Il ciclo della giornata – e certo, a quale pensavate voi? – subisce mutamenti importanti ed il suo ribilanciamento diventa un’impresa ardua.

Non aiuta sicuramente il fatto che la luce elettrica possa tranquillamente essere accesa ventiquattro ore al giorno e spenta a volontà, con un gesto.

Ciò rende alquanto semplice tramutare un periodo di isolamento in una segregazione semivolontaria, parialmente consapevole ed autoimposta.
Il suo ritmo è scandito dalle basilari esigenze umane e dalla capacità del singolo di sostenere un periodo più o meno lungo di attività intellettuale (lavoro, altre attività mentalmente impegnative).

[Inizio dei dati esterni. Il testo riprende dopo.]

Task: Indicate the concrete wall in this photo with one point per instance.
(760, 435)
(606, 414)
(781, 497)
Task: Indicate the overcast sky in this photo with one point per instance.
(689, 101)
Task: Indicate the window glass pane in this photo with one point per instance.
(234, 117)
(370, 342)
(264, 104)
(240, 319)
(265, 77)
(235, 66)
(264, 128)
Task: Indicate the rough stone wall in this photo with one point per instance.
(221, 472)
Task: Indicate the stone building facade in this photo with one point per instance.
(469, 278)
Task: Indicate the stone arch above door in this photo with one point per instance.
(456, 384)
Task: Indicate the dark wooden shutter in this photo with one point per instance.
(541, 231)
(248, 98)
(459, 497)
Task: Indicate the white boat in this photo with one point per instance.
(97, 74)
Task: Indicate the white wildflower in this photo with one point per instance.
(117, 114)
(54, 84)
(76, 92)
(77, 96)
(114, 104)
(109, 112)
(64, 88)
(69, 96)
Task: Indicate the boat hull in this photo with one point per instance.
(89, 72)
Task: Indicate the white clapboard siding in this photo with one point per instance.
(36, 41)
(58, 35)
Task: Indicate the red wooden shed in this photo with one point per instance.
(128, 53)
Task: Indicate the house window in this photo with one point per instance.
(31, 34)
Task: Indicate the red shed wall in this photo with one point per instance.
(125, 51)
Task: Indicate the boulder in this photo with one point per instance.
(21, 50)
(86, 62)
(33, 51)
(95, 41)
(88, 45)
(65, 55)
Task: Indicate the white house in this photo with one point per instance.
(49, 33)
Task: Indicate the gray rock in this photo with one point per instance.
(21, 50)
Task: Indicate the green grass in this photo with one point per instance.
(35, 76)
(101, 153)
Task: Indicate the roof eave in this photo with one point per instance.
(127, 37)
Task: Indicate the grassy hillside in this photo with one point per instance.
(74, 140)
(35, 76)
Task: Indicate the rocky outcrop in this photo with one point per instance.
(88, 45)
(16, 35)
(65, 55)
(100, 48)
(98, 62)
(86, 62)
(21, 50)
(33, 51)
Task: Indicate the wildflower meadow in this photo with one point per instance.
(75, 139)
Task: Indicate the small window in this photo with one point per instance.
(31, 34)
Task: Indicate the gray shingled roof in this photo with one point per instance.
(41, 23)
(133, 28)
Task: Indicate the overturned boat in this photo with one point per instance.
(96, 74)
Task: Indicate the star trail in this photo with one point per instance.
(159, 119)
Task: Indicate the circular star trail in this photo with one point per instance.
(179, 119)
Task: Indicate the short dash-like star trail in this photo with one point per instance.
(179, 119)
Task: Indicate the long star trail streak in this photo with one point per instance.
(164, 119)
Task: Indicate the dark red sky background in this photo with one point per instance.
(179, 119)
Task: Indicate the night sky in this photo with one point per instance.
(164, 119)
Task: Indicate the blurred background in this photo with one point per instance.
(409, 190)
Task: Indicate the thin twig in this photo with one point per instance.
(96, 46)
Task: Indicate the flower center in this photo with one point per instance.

Dietro a quattro spesse pareti, niente altro interviene a condizionare questo flusso, nè i raggi del sole nè il frinire dei grilli.

Ecco quindi che una persona legata comunque a degli orari “urbani” per riunioni ed altri tipi di comunicazione con i colleghi, si può trovare in serio imbarazzo nel conciliare i due aspetti.

E’ in situazioni come queste che considero di riprendere il periodo di test che avevo iniziato per l’adozione della tecnica del sonno polifasico.

In ogni caso voglio considerare questa strana condizione come un’occasione per una lezione.

Una lezione pratica di ascolto del proprio corpo e delle sue necessità, un esercizio di flessibilità per bilanciare esigenze fisiche e logistiche lavorative.

Spero che voi ve la stiate vivendo meglio di me; sono, lo ammetto, abbastanza in difficoltà.